Um momento de hesitação para o paralítico. Como havia de largar aquilo que o amparava? Quanta coisa teria atravessado o pensamento desse homem naquele instante! A queda talvez fosse o menos...

- Largue as muletas e tenha fé! Porque hesita?

Mudo, estupefato, o pobre homem não fazia gesto algum. Então Mozart, pedindo-lhe licença, tirou-lhe as muletas. O doente, sem apoio, vacilou como ébrio. Mozart estendeu-lhe as mãos por sobre a cabeça e o equilíbrio restabeleceu-se.

- Pedro vacilou e ia afogando-se. Mas Jesus estava perto e salvou-o. Ele também o salvará, meu irmão se o senhor tiver um pouco de fé. Ande. Eu quero que ande! Eu o ampararei se cair, mas não cairá.

Com esforço, o velho moveu uma perna, depois outra.

- Ande mais! O senhor não cairá!

E o velho principiou a andar. A meu lado, uma senhora, que rendia graças a Deus, de minuto em minuto, e que orava sempre nesses momentos solenes, disse em meia voz: “Teve fé e sarou, ai! meu rico Senhor!” De fato, esse homem, que não queria largar as muletas de acaju subiu pouco depois sem apoio de coisa alguma a escada íngreme, cavada na terra da colina. Diante do povo comovido. Mozart explicou:

Meus irmãos, não há milagre. Este irmão tinha um entorpecimento de nervos e Jesus permitiu a elasticidade nervosa se restabelecesse. É mais um trabalho do espaço. Rendamos graças a Deus.
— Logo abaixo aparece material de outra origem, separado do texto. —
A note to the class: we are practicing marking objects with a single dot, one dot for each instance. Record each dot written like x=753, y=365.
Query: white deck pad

O velho partiu no trem do dia seguinte, levando apenas bengala. Entre as muletas, que existem no Recreio, no Grupo Espirita, os curiosos encontrarão um par, pintadas de acaju com pontas de níquel e apoios de veludo. São as muletas do velho, cuja cura eu vi.

Mozart penetrou novamente o interior da casa. Acompanhei-o. Na casinha, dirigi-pela vez primeira a palavra. Vendo-se diante dum confrade, que se dizia da Federação Espírita Brasileira, deu-me um afetuoso aperto de mão e, indagando onde eu me achava hospedado e o que fora fazer a Recreio, disse-me que à noite iria visitar-me e receitar para minha mulher. Desde então fui um constante assistente de suas curas. Acompanhei-o por toda parte e tornei-me depositária de sua generosa e fraternal amizade. Posso, portanto, afirmar que ele é bem o grande médium, que todos proclamam.  

Aos trinta e dois anos de idade, cheio de vida, de energia e de talento enquanto outros moços de menos vigor e recurso procuram a orgia dos teatros e dos casinos, enchendo-se de responsabilidades, ele passa a vida numa aldeia, trabalhando vinte horas por dia, auscultando a miséria, a desgraça, o sofrimento, a dor do próximo e aliviando-o,  em nome de Deus. E, em paga, recebe o salário do mártir.